A Bibliographic Listing from the Archive

Performing the Body/performing the Text

Book: Performing the Body/performing the Text
Edited by: Amelia Jones, Andrew Stephenson
Published by: Routledge, 2005

The book ‘Performing the Body/Performing the Text’ edited by Ameila Jones and Andrew Stephenson, is a collection of essays, offers a way to revise art critical and historical studies via the insights of philosophy, theatre and literary studies, cultural studies, and feminism as well as queer theory. The book delves into the realm of visual culture and how meaning is created within it.

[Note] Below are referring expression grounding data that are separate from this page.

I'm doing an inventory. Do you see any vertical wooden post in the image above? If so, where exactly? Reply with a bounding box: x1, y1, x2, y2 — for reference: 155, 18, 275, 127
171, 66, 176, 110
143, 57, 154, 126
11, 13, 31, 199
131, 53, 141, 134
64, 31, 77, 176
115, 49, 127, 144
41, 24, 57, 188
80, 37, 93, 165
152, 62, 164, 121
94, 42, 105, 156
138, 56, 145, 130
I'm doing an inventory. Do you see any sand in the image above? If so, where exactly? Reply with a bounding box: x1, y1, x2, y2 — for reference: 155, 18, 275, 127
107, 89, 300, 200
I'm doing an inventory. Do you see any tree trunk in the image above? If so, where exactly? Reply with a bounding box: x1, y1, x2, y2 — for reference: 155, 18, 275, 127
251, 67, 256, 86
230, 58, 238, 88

It explores how art critics and historians validate their interpretations and aims to present more self-reflective approaches to reading and understanding art.
Comprising eighteen essays by various scholars, the book explores diverse range of subjects and issues —from Kantian performativity in the history of art, performing modernity, performativity and the southern lynching, performing homosexual body, to performing vision in the theatre of the gaze and others. Lisa bloom in her chapter ‘body politics and feminist conceptual art’ emphasizes the importance of viewing visual culture as vital and living, while the essays by Karen Lang, Donald Perziosi and Amelia Jones address the ways in which art historical discourses and institutions have functioned as modernist machines for ensuring the smooth operation of this complex system by which the disciplines of art history and art criticism maintain their cultural authority. Essays by Reina Lewis, Michael Hatt, and Jennifer Devee Brody focus on the ways in which race and ethnicity, completely repressed in modernist art historical and critical discourses. Gavin Butt and Fiona Barber expand the conception of performativity engaging with the homosexuality and concept of disruptive body.

“Adopting a notion of performativity as a critical strategy within the study of visual culture thus enables a recognition of interpretation as a fragile, partial, and precarious affair and, ultimately, affords a critique of art criticism and art history as they have been traditionally practised (p.2).”